The term distributed tracing describes a process to separate the various processes in microservices structures and to make them individually recognizable. Tools for this are profile IDs. The aim is to identify the causes of errors more quickly.
Distributed tracing (often also: Distributed Request Tracing) is a system that can identify processes in microservices architectures. As the German translation of “distributed tracing” suggests, it is primarily a matter of separation. In order to make the behavior of the processes recognizable and explainable, it must be possible to differentiate between them.
Explanation of the problem
An increasing number of applications rely on microservices. For example, they use native cloud applications almost without exception. The idea behind it is the paradigm of the modular structure: Apps work better if the individual functions are provided separately via special services. The background is the specialization of the individual services. In addition, a service can be exchanged more easily if necessary.
To give an example using a metaphor: If you want to build a house (in our case: an application), you don’t just commission 30 random people. Instead, skilled craftsmen such as plumbers, bricklayers and electricians are used. Nobody builds everything, but because of their specialization they do the best possible job (so they are our microservices).
Now a problem arises: for example, a wall is damp. However, bricklayers, plumbers, carpenters and electricians worked on it. It is therefore not possible to say who made the mistake. From the outside it can only be seen that there is a problem. To translate the picture back, if microservices infrastructures fail, there can be a multitude of potential culprits. Because numerous services use the point where the problem arose.
Distributed tracing as a solution to the problem
This problem can be solved using distributed tracing. The following sequence occurs for this:
- Each process in each usage request is given its own unique profile ID.
- Services must use this ID to “sign” their work.
- The ID appears in all logs.
- A connected system uses the ID to save all important data such as start and end.

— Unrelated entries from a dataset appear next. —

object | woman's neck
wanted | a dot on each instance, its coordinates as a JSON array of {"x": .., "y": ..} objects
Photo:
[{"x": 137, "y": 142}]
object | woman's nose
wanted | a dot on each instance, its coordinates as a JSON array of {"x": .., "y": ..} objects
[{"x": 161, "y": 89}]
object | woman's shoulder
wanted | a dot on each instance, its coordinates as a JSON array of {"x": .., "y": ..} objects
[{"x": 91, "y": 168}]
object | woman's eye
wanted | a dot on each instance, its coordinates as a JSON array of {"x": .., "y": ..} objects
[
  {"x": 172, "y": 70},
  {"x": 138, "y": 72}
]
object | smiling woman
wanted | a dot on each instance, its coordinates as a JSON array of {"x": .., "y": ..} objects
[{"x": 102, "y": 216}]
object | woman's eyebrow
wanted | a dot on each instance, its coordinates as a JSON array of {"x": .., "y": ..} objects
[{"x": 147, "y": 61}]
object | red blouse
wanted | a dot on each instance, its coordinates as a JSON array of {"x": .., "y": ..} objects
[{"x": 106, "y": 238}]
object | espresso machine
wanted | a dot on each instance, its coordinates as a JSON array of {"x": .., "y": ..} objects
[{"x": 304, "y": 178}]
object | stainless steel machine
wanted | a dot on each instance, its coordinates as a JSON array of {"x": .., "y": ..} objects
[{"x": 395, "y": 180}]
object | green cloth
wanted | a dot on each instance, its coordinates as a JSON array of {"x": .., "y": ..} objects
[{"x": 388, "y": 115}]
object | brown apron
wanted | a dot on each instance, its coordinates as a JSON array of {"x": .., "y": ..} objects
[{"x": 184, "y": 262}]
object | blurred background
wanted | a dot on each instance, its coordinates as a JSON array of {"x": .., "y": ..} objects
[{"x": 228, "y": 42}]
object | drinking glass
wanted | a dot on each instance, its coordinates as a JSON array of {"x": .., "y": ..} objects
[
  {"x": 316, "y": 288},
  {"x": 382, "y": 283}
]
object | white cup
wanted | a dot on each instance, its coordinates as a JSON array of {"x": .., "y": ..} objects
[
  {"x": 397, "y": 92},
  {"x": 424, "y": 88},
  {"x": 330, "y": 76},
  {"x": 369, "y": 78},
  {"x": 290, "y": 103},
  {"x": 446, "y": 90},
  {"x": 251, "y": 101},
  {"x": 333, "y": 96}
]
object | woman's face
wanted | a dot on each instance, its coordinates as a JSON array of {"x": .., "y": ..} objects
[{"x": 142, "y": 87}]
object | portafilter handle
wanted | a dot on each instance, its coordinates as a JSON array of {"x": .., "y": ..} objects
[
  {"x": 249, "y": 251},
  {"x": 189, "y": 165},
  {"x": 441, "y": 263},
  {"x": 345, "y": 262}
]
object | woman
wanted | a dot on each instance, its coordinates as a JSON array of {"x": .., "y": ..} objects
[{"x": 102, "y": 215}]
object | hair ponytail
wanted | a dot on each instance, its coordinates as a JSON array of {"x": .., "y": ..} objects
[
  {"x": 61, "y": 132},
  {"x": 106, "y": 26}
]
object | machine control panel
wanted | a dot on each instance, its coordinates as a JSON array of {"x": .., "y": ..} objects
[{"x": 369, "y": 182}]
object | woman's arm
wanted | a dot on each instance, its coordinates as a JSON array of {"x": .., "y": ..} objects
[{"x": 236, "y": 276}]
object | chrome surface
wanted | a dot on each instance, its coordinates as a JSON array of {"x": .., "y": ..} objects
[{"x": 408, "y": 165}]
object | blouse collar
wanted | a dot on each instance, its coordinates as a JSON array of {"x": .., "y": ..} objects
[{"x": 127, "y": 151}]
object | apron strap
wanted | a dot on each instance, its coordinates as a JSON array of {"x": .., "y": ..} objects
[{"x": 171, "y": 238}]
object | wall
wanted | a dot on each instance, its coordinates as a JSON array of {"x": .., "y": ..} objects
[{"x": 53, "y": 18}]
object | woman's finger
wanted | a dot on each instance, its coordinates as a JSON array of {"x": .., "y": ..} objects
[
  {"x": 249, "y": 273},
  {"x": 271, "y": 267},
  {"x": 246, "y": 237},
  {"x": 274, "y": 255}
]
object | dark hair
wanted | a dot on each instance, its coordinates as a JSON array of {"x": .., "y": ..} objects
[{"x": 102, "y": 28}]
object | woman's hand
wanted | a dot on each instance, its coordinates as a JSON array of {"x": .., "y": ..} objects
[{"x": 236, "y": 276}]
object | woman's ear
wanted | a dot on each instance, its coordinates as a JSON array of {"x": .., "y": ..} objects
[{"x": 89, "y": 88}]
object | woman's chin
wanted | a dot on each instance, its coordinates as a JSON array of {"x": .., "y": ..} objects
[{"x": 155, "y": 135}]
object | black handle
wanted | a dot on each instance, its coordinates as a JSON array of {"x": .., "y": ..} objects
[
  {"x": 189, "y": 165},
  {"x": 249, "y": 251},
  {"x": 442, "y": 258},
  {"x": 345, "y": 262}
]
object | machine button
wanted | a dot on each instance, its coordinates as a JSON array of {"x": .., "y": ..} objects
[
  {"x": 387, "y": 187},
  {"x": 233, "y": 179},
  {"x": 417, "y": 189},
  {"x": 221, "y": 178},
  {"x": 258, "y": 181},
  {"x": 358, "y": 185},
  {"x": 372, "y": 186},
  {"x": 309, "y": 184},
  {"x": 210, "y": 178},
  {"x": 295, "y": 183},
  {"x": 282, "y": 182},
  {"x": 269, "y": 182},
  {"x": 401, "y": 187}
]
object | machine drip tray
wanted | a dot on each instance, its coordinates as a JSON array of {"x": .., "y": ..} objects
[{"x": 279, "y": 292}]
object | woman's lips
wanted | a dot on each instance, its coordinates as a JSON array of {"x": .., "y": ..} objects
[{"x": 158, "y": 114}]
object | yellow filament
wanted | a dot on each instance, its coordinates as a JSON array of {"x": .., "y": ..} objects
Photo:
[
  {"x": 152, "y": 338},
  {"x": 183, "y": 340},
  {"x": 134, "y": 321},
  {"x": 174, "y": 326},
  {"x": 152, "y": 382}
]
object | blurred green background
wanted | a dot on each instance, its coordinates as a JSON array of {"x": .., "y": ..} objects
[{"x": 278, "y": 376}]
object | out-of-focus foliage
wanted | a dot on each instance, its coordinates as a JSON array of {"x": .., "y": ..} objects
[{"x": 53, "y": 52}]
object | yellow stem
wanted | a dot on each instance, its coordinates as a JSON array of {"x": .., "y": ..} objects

All processes can therefore be identified and analyzed using the unique profile ID. Let us return to the metaphor for this: the craftsmen have to unmistakably sign and log each work step. If, for example, it turns out that only the plumber worked with water, the service has been found where an error occurred.
Implementation of distributed tracing
Distributed tracing doesn’t work without additional code. It is therefore an analysis and optimization system that is used by the developer. It is therefore excellent for debugging . However, there are no standards or usable templates because the infrastructures are too individual. As a rule, distributed tracing grows with the development of the actual app over time. However, microservices providers often provide their own empirical values that can help.